Chanceler diz que Dilma ficou em hotel por falta de embaixador

Folhapress
| Tempo de leitura: 1 min

O ministro das Relações Exteriores, Antonio Patriota, disse ontem que a presidente Dilma Rousseff decidiu ficar em um hotel, e não na residência oficial da Embaixada do Brasil em Roma, porque a missão está em um período de transição entre embaixadores.

Anteontem, a Folha informou que foi opção da presidente ficar no hotel Westin Excelsior, em Via Veneto, um dos endereços mais sofisticados de Roma, ao invés da residência oficial, um amplo palacete que fica no centro histórico de Roma e que costuma receber mandatários do país.

Ele descreveu a situação como normal. “Não existe vazio. Qualquer chancelaria no mundo enfrenta a mesma situação: a rotação de embaixadores em intervalos regulares. O Itamaraty está acostumado a isso.”

Mais cedo, a Secretaria de Comunicação Social, havia dito que a comitiva ocupou 25 quartos do hotel, e não 52.

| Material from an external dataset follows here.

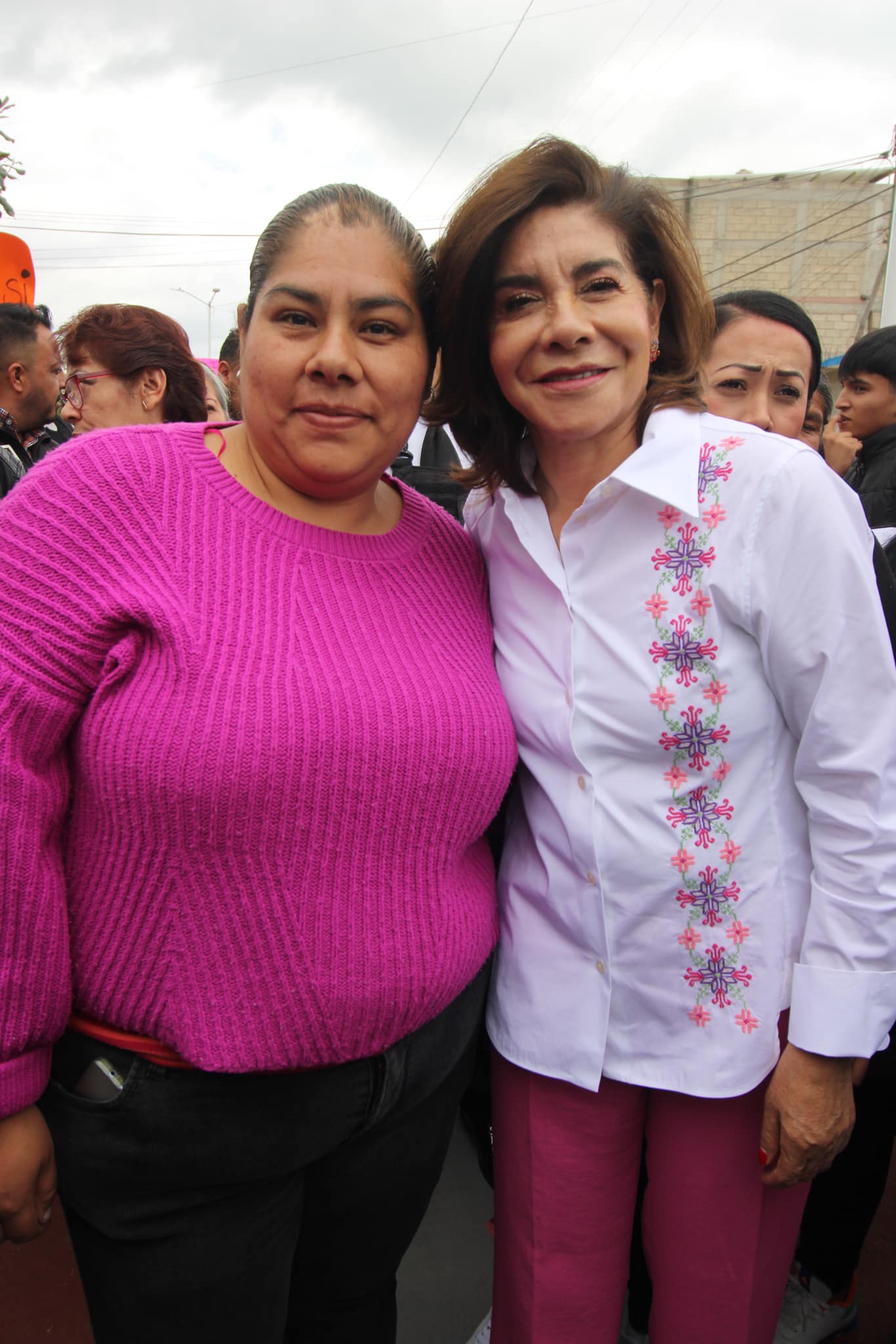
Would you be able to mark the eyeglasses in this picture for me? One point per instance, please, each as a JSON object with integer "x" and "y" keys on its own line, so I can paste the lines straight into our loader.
{"x": 73, "y": 391}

No entanto, conforme afirmou a reportagem, se hospedaram no Westin Excelsior, além de Dilma, assessores, ministros e seguranças, num total previsto de 30 quartos, e outros 22 quartos, para pessoal de apoio, ficaram em outro local próximo.A diária da suíte presidencial custa cerca de R$ 7.700, enquanto o quarto mais barato fica por R$ 910.